The Trophy Wife Doesn't Exist and Actually Never Has

Whether you judge her, respect her, want to marry her, or want to be her - you think you know her. Turns out you don't. A university of Notre-Dame sociologist, Elizabeth McClintock, has shown that the 'trophy wife' is largely a myth.

In 1989, Julie Connelly coined the term 'trophy wife'. The editor of Fortune Magazine, she wrote an article that defined these women differently than we do today. She wrote, "This trophy does not hang on the wall like a moose head -- she works. Hard. For starters, she often has her own business."

Connelly actually centered the action around men. She observed, "the more money men make, the argument goes, the more self-assured they become, and the easier it is for them to think: I deserve a queen."

That the term entered the lexicon as a synonym with 'bimbo' or 'gold digger' is a mystery to Connelly. Somehow, the phrase morphed and became a negative stereotype -- but McClintock has brought us to our senses. There is no trophy wife phenomenon.

Some will roll their eyes and point to celebrity couples as proof, but McClintock takes that into account.

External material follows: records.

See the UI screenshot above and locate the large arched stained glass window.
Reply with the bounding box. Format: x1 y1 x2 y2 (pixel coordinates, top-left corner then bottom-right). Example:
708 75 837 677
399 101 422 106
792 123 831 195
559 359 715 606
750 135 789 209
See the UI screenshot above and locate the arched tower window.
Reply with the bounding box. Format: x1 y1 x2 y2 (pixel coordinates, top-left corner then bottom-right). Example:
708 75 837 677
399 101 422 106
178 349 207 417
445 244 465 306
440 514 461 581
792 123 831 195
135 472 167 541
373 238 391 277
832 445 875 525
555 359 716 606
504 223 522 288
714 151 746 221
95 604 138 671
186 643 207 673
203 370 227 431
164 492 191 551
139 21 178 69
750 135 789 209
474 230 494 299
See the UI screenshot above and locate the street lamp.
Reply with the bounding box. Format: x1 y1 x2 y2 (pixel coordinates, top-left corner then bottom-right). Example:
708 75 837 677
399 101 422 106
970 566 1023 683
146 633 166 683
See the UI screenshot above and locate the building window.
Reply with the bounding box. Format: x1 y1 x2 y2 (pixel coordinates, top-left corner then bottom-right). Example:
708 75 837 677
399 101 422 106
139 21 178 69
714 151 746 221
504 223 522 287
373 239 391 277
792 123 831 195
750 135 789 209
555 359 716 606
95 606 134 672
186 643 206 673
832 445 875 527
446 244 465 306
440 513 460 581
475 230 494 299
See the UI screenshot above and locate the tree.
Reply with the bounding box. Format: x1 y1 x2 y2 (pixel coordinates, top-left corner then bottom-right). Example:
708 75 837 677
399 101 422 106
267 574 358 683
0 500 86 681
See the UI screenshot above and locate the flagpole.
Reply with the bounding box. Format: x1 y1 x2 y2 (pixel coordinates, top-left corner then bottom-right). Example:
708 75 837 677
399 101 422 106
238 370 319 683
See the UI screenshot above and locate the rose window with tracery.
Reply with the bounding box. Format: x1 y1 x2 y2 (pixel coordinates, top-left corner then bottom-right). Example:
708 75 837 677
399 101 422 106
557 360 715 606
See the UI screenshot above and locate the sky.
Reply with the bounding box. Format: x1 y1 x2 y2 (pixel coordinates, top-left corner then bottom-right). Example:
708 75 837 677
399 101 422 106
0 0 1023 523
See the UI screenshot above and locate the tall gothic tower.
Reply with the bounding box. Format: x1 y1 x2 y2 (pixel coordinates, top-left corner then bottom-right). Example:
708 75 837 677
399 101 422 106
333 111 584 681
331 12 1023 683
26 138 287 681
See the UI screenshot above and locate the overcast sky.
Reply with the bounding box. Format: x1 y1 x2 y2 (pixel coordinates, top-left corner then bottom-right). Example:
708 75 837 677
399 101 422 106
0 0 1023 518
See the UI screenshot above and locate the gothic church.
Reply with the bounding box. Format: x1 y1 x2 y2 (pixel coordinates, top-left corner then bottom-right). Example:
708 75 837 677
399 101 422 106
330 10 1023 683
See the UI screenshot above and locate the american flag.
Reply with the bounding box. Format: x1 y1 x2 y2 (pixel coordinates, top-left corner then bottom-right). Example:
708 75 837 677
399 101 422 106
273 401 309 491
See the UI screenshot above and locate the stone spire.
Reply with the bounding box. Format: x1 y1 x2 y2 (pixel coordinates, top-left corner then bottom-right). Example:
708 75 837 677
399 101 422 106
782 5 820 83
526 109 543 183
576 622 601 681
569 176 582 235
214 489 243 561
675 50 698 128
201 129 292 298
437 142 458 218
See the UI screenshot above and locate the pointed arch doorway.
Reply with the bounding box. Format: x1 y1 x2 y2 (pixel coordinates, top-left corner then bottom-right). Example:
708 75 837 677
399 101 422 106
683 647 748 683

She says we are selectively observing -- we're taking into account the couples that confirm the phenomenon, but not taking into account the majority of pairs that disprove the phenomenon.

Trophy wives are most misidentified in non-celebrity couples, according to McClintock. When people see a successful lawyer with an attractive wife they might subconsciously associate them with Donald Trump and his wife Melania for instance. Thus, the observer is failing to note that the lawyer is as attractive as his wife, and that his wife has also has also been successful.

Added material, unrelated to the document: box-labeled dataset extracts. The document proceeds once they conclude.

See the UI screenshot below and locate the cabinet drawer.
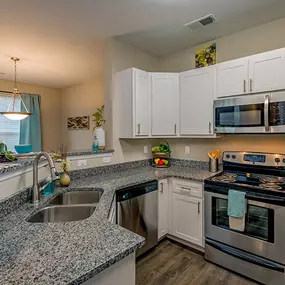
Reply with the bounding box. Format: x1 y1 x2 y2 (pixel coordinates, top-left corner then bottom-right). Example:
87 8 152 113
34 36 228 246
173 180 203 198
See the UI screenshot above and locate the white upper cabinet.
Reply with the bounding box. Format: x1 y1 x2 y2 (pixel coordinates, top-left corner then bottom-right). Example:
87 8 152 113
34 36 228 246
216 57 249 98
249 48 285 93
216 48 285 98
151 73 179 136
180 66 215 136
113 68 151 138
133 69 150 136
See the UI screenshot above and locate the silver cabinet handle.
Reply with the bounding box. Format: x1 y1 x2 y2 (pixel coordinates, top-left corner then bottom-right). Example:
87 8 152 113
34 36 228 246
180 186 191 190
264 95 269 132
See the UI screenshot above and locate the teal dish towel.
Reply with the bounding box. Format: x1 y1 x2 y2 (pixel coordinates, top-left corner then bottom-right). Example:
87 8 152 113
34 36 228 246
228 190 247 219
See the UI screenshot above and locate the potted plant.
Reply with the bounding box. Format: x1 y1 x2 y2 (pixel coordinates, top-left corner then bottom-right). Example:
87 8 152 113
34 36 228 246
92 105 106 150
52 146 71 187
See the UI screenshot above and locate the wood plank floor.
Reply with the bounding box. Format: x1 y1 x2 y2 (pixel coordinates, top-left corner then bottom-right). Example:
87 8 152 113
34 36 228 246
136 240 257 285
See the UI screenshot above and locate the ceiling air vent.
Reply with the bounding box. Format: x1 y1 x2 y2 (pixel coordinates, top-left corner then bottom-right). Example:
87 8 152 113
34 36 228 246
184 15 218 32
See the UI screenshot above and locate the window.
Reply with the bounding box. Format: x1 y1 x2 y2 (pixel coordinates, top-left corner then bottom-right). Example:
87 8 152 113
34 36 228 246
0 93 21 151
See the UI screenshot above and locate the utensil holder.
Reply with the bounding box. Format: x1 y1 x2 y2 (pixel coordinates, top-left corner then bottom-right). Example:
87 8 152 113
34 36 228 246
209 158 219 172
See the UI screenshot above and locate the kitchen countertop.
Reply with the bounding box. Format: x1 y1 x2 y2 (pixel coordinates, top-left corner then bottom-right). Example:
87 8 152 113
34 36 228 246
0 166 213 285
0 149 114 175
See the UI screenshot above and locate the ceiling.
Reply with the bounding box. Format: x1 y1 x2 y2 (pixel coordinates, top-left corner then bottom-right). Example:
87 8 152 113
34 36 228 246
0 0 285 88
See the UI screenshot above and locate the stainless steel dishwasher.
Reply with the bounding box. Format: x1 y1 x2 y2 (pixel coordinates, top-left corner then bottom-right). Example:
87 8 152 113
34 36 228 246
116 181 158 256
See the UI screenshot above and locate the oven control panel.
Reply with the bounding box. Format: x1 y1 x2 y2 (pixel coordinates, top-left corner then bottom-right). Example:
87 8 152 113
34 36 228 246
223 151 285 167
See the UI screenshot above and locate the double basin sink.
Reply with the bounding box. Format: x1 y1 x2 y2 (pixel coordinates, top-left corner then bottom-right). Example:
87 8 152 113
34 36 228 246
27 191 102 223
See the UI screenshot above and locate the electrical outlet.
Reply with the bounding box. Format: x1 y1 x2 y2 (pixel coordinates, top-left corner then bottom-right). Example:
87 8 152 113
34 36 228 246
103 156 111 163
143 145 148 154
77 159 87 167
185 145 190 154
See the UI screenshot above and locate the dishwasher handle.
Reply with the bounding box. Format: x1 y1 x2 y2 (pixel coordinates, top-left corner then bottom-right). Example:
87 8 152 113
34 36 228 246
116 180 158 202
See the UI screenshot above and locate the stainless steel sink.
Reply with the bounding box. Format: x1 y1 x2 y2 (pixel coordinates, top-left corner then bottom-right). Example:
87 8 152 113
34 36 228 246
27 205 96 223
49 191 102 205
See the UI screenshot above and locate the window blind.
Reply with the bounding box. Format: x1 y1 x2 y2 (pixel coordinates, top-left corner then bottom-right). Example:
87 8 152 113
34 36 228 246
0 93 21 151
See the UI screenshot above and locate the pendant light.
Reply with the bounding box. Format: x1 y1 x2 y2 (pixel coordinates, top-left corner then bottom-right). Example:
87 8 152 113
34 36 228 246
0 57 32 121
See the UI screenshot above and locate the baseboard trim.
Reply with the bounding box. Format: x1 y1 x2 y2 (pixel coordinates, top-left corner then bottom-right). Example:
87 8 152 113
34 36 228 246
165 234 205 255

So how do people pair with one another? It's all about similarity. McClintock's team used a "nationally representative sample of young couples in which both partners were interviewed and rated for physical attractiveness". She found that 'attractive' women paired with 'attractive' men and that 'successful' women paired with 'successful' men.

What misleads observers is that 'successful' and 'attractive' are not mutually exclusive descriptors. She pointed out that high-status people are less likely to be overweight, and more likely to have access to cosmetic resources such as orthodontia and dermatologists. Like the example of the lawyer and his wife -- both were both successful AND attractive -- we just selected the descriptors based on stereotype.

After 1989, we ran with the idea of the trophy wife. Whether that was due to sexism, or selective observation, or a misunderstanding of Connelly's piece, we can't be sure. Today, McClintock clears the air -- the trophy wife doesn't exist and actually never has.